Right now this website is chock full of research, rankings and ratings of the Christmas ads. But there’s a different sort of Christmas test that matters much more. And everyone reading this is likely to be put through it.
The methodology is very simple, and the results are immediate. There you are sat at Christmas dinner and an aunt asks, “What is it that you do again love?” You say advertising, because outside of the flummery of our business that is what you do and that is what people call it. “Oh, that’s nice.”
And then it comes… “So, what ads do you do?”
Proudly you tell her about that highly-awarded poster with the women weeing herself, or that charity stunt, or that seven-minute purpose-driven (mood) film voiced by Greta herself.
And what do you get? “Not sure we know those, do we Terry?”
Terry doesn’t know them.
Then young cousin Jack gets roped in… “Have you seen that Jack, it might be in your programmes or on that Tik Tok?”
“Nah,” says Jack, not even looking up from his phone.
And that’s it, another year gone, and your client’s secrets remain safe with you.
I’ve always been lucky with this. I had John Lewis. And now we have “those MoneySuperMarket ads with Judy Dench”, or that Nationwide campaign with that “bad banker bloke”. These are nailed on to pass the Christmas test, because they are campaigns, designed to be memorable, and well branded. They have ownable assets where each ad builds upon the last, and therefore create implicit long-term memories and brand perceptions among audiences who have better things to think about.
This is what advertising is meant to do. For much of my career the best advertising was always the big campaigns. Maureen Lipman, Dotty, Carl Lewis, German beach towels, Latham and Boff, a big sparkly finger in the sky, the Flower Duet….and they all worked. Every IPA Effectiveness Grand Prix winner has been a classic long-running campaign. If only everything in life was as reliable.
Genuine campaigns are the hardest advertising to conceive and the hardest to motivate our industry behind today. They bore journalists and never trouble juries. The next ad in any campaign will at best drop silently into The Work section of this website, and actually probably won’t even make it that far.
Despite the big research agencies repeatedly telling anyone who’ll listen that what matters is still long-running and distinctive brand assets, and a clearly defined and consistently built brand positioning, the tide is pushing against classic advertising campaigns. Clients move on too fast to worry much about long-term brand health, and agencies know that one-off creative fireworks and stunts burnish their reputations far more than slow-burning campfires.
I was intrigued earlier this year when news of our industry’s most celebrated independent agency selling for fantastical sums failed to feature in the national papers. When we sold Adam & Eve to DDB all the major titles wrote about the fate of “the John Lewis agency”. It was the fame of our campaigns that generated that newsworthy interest.

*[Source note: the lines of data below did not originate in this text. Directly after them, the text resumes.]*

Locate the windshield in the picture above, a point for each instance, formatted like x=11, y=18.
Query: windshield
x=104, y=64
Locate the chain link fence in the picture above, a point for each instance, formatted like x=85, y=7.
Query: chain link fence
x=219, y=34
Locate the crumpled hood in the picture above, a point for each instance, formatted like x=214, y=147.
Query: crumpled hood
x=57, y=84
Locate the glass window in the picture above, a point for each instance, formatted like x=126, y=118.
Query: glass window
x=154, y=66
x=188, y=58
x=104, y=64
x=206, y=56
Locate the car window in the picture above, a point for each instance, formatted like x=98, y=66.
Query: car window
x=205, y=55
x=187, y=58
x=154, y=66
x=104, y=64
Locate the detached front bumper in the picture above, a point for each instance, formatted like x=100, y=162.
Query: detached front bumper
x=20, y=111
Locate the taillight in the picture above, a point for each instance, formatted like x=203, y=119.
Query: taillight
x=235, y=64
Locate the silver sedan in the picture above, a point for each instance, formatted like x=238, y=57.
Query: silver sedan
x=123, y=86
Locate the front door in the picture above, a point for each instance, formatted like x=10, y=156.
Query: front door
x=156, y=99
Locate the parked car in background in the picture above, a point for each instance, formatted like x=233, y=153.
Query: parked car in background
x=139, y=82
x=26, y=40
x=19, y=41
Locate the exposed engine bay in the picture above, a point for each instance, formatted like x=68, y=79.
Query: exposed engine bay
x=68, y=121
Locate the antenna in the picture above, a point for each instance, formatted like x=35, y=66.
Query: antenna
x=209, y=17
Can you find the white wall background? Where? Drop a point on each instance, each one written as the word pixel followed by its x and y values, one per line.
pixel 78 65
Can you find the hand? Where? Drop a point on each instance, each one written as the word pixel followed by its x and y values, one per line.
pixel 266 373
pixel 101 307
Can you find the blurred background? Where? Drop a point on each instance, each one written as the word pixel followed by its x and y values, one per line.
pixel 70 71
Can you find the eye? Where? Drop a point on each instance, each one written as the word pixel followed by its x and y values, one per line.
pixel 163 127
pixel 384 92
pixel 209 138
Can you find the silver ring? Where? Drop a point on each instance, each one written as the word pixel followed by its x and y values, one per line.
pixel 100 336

And I think it’s interesting that other, more successful creative industries still powerfully embrace campaigns. They call them franchises or series, but they are ultimately just the same as long-running campaigns. It’s multiple seasons on Netflix, the latest Call of Duty or GTA, or a brilliant ongoing podcast series that creates culture these days, far more so than advertising.
Of course, there’s always a place for PR-style stunts, special builds and provocative messages, many of which (when real) are fantastic. But these are not more creative, more powerful, more important, or more effective than good proper long-running advertising campaigns. Just ask Alexander Orlof, or Lightening the Lloyds Black Horse, or the Kevins, Bacon and Carrot. Did somebody say campaigns?
So, when it comes to passing the sprouts and passing the real Christmas test, we would all be well served to remember that the name of our trade website is Campaign for good reason, and our real job is to build demand, brand preference and active behaviour over the long term and with millions of people like your aunt.
David Golding is co-founder of New Commercial Arts.